5) As I've previously discussed in this thread, with impending rise of quantum processing and AI, quantum resistant security protocols have already been developed and it is just a matter of implementing hard forks on crypto chains to implement them—in fact, a number of of developers are already discussing when and where to do so on their developmental road maps. As it is, Eric Schmidt, former CEO of Google, was before Congress two weeks ago explaining that data-centers will need an additional 29 gigawatts of power by 2027 and that the "average" nuclear power plant produces only one gigawatt of power. This is to help explain the resources that currently would be needed to bring to bear to try a 51% attack.
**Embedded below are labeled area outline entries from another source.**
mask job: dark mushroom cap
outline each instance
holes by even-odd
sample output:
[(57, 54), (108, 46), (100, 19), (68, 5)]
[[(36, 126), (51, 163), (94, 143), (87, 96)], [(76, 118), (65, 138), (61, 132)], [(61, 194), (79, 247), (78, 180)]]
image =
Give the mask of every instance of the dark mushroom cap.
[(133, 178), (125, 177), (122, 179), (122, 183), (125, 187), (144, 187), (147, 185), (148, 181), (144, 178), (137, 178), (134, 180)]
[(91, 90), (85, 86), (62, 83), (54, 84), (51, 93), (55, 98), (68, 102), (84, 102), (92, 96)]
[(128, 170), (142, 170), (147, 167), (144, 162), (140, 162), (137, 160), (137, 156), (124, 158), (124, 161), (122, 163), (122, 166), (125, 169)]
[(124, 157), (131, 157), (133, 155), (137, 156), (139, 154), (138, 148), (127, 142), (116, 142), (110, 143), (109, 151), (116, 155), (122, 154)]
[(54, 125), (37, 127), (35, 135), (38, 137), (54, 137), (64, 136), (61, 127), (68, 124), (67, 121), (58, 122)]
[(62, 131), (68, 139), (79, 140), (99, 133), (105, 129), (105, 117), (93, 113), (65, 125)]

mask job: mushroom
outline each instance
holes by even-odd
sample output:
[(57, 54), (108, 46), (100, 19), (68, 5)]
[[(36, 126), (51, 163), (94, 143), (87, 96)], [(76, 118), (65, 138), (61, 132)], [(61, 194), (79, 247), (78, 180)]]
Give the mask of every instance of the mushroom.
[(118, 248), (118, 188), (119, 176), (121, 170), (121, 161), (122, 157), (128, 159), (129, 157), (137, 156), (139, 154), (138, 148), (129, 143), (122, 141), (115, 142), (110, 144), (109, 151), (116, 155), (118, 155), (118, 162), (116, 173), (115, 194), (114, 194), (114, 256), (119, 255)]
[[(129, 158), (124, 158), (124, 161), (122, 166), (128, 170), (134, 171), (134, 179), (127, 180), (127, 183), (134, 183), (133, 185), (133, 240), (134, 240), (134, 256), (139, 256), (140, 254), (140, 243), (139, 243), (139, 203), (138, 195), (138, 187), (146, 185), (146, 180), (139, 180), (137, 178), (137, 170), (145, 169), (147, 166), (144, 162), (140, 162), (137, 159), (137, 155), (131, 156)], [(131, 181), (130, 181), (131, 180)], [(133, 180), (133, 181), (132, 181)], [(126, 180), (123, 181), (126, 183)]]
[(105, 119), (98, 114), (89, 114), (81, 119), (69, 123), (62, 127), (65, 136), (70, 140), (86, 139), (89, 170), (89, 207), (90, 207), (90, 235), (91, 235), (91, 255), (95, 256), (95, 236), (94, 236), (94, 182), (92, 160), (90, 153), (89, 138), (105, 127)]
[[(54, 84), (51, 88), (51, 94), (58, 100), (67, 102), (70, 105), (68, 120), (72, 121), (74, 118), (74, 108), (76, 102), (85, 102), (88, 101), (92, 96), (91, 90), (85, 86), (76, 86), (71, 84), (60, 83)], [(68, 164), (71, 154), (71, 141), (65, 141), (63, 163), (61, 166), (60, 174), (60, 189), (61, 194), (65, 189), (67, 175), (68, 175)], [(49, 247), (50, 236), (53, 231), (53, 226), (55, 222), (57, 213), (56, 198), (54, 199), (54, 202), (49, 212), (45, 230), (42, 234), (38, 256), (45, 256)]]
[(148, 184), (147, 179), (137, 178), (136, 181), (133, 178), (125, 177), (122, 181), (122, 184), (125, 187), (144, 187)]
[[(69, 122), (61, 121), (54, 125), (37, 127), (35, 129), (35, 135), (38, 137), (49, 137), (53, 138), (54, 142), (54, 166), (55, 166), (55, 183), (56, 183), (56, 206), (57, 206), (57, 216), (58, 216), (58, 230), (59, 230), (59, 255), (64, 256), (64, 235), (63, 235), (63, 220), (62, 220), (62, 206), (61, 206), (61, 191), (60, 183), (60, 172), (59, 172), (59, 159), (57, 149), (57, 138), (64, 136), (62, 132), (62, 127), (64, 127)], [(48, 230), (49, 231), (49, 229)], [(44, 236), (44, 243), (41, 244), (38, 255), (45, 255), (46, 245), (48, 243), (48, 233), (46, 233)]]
6) Bitcoin doesn't scale. Bitcoin doesn't need to scale because starting next month Bitcoin users will not even know they are using the Cardano blockchain for transactions through the BOS Grail bridge.
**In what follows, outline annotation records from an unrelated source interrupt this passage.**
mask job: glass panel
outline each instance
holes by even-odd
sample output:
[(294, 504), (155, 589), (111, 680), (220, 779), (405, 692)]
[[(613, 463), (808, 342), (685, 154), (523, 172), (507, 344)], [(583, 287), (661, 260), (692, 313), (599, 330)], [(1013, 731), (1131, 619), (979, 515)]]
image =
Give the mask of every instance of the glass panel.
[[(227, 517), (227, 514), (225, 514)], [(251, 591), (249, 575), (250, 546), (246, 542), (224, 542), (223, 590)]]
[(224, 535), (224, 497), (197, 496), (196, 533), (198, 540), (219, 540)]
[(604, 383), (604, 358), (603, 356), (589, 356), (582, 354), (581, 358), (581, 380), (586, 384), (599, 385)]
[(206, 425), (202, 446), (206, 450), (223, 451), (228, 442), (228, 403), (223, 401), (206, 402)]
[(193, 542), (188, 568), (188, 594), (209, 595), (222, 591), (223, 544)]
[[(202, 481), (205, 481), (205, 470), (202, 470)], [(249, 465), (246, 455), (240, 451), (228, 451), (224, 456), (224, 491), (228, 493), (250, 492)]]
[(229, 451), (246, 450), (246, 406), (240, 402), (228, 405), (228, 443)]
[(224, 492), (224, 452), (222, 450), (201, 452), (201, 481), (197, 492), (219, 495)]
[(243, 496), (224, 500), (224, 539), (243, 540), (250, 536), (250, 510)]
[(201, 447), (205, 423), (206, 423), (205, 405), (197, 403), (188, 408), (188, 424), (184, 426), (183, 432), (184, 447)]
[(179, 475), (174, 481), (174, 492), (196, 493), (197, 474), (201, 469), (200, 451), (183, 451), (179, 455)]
This was announced last year and the demo is being shown in a few days this May.
7) We're still dependent on Bitcoin miners. Well, duh. Like the internet, the hash-rate (Bitcoin's total computational power) is distributed among the miners. This argument is like saying, you cannot have peer to peer interactions over the internet because it requires the internet! Even your own reflection about this argument show you know it is a
non sequitur.
8) The whales have already cashed out. Long-term holders (LTH) are entities that have kept their BTC dormant for at least 155 days and their numbers continue to increase while total Bitcoin sitting on exchanges continues to be drawn down. This means there is less supply in the face of steady demand and if we have a demand shock (which is expected as soon as more nation states officially begin accumulating Bitcoin reserves), Bitcoin's spot price is expected to rise.
9) Bitcoin and the Greater Fool Theory (GFT), market bubbles, et el. For those reading along The Greater Fool Theory suggests that the price of Bitcoin, like other speculative assets, is driven by the belief that someone else (a "greater fool") will pay a higher price for it in the future, rather than its intrinsic value. This theory highlights the risks of investing in Bitcoin, as its value can be highly volatile and dependent on market sentiment rather than fundamental worth.
It is increasingly hard to maintain the GTF theory in light that more and more people, institutions, companies, municipalities, states, and nations interest in accumulating Bitcoin has steadily increased over Bitcoin's now 16-year existence. Moreover, it is hard to maintain GTF in light that Bitcoin's continued adoption is a global phenomenon that includes all strata of class and cultures throughout the world. Furthermore, it is difficult to maintain GTF that more and more of those buyers of Bitcoin are becoming long term hodlers of Bitcoin, meaning they aren't just buying with a get rich quick mindset but have a long-term or eternal mindset of holding Bitcoin (the "Never sell your Bitcoin" mantra, cf. see the video below as to how Bitcoin is beginning to be used for generating more wealth with the introduction of Bitcoin-backed bonds).
As you have previously noted, for long term holders, volatility and chaos of Bitcoin pricing is a
feature that allows further accumulation at lower costs. Fluctuations in Bitcoin pricing (referred to as the "underlying") is a gift in the options market
trading the Greeks and one of the reason's companies like $MSTR have exploded in market cap because of their options market size and not just because of increased investor interest in the underlying equity and bonds.
But hey, perhaps in the years to come the world will one day realize that Bitcoin was a losing bet as our history is replete with institutions, cultures, and ideas that dried up on the vine and were cut off, but if such a time does come to pass, that time is not yet.